On an Old Question of Erd\H{o}s and R\'{e}nyi Arising in the Delay Analysis of Broadcast Channels

TL;DR

This paper investigates the asymptotic behavior and distribution of the delay in broadcast channels with many users, extending classical coupon collector results to large-scale wireless communication scenarios.

Contribution

It determines the asymptotics of the moments and the limiting distribution of the delay for large numbers of users and packets, using a novel approach different from previous methods.

Findings

Asymptotic moments of delay are characterized for large m and n.

Limiting distribution of delay is derived in supercritical and critical growth cases.
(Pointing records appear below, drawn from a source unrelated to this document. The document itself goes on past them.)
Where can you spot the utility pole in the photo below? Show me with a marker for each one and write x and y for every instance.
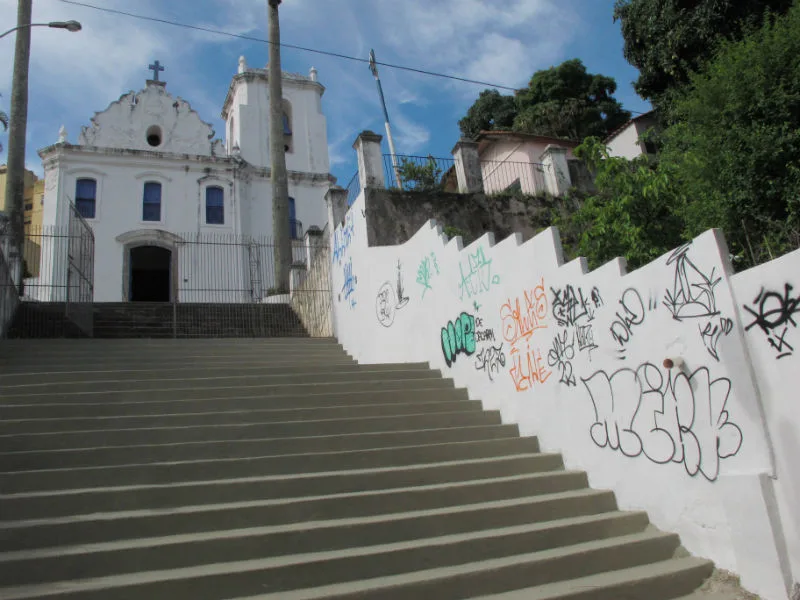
(18, 120)
(374, 68)
(277, 151)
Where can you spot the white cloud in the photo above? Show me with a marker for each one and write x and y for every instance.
(73, 75)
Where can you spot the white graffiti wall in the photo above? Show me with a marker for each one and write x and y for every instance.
(646, 380)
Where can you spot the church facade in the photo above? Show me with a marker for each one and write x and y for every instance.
(151, 180)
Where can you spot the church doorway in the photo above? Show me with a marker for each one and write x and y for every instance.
(150, 274)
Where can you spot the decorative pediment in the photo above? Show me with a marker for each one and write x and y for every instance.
(151, 120)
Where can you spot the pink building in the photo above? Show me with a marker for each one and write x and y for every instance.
(512, 160)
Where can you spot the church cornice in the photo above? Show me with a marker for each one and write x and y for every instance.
(252, 75)
(51, 155)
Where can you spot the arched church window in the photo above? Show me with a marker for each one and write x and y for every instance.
(151, 201)
(215, 205)
(287, 126)
(86, 197)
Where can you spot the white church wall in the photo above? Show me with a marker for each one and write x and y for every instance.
(127, 122)
(577, 359)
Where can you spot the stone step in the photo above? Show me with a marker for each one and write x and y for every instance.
(110, 383)
(64, 503)
(118, 526)
(171, 435)
(221, 418)
(367, 543)
(93, 406)
(286, 576)
(665, 580)
(41, 378)
(286, 464)
(193, 390)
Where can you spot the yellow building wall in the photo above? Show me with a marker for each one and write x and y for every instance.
(32, 204)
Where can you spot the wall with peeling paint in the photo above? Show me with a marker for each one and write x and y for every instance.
(582, 360)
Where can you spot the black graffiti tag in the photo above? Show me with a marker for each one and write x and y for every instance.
(774, 313)
(680, 418)
(630, 315)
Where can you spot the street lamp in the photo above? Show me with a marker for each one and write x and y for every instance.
(18, 121)
(68, 25)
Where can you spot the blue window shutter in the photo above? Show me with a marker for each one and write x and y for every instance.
(86, 198)
(215, 205)
(151, 204)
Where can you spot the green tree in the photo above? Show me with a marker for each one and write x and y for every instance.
(564, 101)
(736, 142)
(4, 123)
(634, 212)
(420, 177)
(491, 110)
(567, 101)
(667, 40)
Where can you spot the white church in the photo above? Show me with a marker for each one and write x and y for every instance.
(151, 180)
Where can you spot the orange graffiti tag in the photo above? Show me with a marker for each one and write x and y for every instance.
(519, 323)
(521, 317)
(528, 368)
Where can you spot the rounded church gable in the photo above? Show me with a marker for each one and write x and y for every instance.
(150, 120)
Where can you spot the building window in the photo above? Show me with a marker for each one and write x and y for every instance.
(287, 126)
(86, 197)
(215, 205)
(295, 226)
(151, 202)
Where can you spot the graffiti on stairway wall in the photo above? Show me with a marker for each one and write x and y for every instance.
(521, 318)
(428, 269)
(665, 416)
(342, 238)
(774, 311)
(350, 282)
(490, 360)
(458, 337)
(574, 311)
(391, 298)
(693, 296)
(630, 314)
(476, 275)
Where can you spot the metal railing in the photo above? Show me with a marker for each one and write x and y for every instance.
(57, 281)
(9, 297)
(420, 173)
(353, 189)
(225, 285)
(503, 176)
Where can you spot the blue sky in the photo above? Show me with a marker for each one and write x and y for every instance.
(73, 75)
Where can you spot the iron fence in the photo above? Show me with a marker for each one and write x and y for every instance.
(353, 189)
(420, 173)
(57, 288)
(9, 296)
(226, 285)
(502, 176)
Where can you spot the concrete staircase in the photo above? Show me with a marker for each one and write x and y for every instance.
(282, 470)
(158, 320)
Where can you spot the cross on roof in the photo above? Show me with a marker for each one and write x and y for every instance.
(156, 68)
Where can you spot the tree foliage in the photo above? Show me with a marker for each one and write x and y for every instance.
(564, 101)
(567, 101)
(491, 110)
(633, 213)
(736, 142)
(420, 176)
(731, 160)
(667, 40)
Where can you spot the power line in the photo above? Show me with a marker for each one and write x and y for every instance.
(293, 46)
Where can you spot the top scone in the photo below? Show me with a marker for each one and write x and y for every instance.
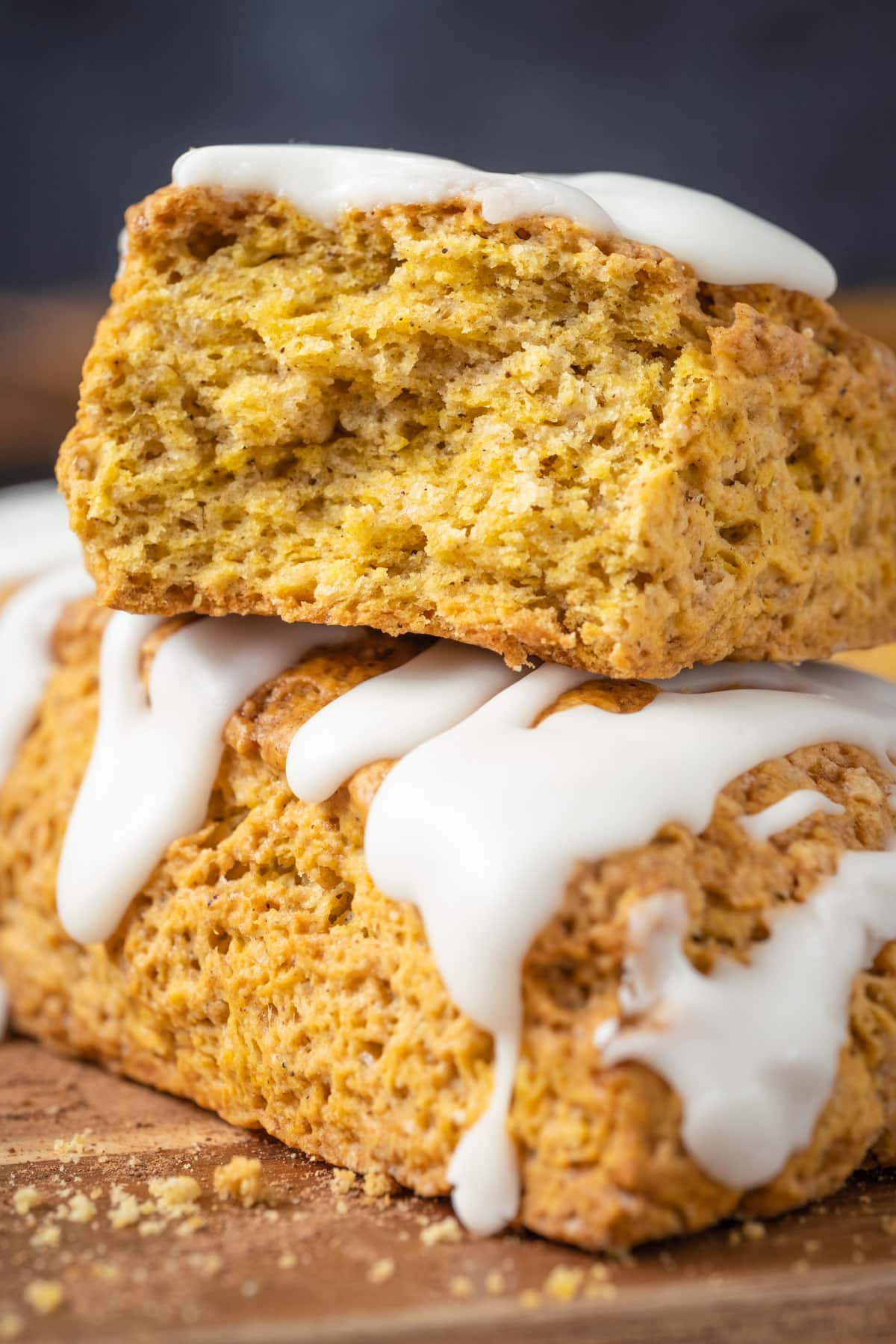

Results extend classical coupon collector theory to wireless broadcast channels.

Abstract

Consider a broadcast channel with $n$ users, where different users receive different messages, and suppose that each user has to receive $m$ packets. A quantity of interest here, introduced by Sharif and Hassibi (2006-7) \cite{Sh}, \cite{S-H}, is the (\emph{packet}) \emph{delay} $D_{m,n}$, namely the number of channel uses required to guarantee that all users will receive $m$ packets. For the case of a \emph{homogeneous} network, where in each channel use the transmitter chooses a user at random, i.e. with probability $1/n$, and sends him$/$her a packet, the same quantity $D_{m,n}$ had already appeared in the \emph{coupon collector} context, in the works of Newman and Shepp (1960) \cite{N-S} and of Erd\H{o}s and R\'{e}nyi (1961) \cite{E-R}. A problem of particular interest in wireless communications, related to the delay $D_{m,n}$, is to determine its behavior as $n$ and $m$ grow large. Regarding this problem, Sharif and Hassibi \cite{Sh}, \cite{S-H} managed to calculated the asymptotics of the mean value $\mathbb{E}[D_{m,n}]$, as $n \to \infty$, for the cases (a) $m = \ln n$ and (b) $m = (\ln n)^{\rho}$, $\rho > 1$. It is remarkable that Erd\H{o}s and R\'{e}nyi \cite{E-R} had, also, raised the question of the determination of the asymptotic profile of $D_{m,n}$ for large $m$ and $n$ (in 1961). And in the 1970's the limiting distribution of $D_{m,n}$ for large $m$ and $n$ was determined (in great generality) by Ivchenko \cite{I1} and \cite{I2}. In this article we determine the asymptotics of the moments of $D_{m,n}$ for large $m$ and $n$. We also derive its limiting distribution in the "supercritical case" where $m$ grows faster than $\ln n$ and in the "critical case" $m \sim \beta \ln n$, by an approach which is different from the one used by Ivchenko.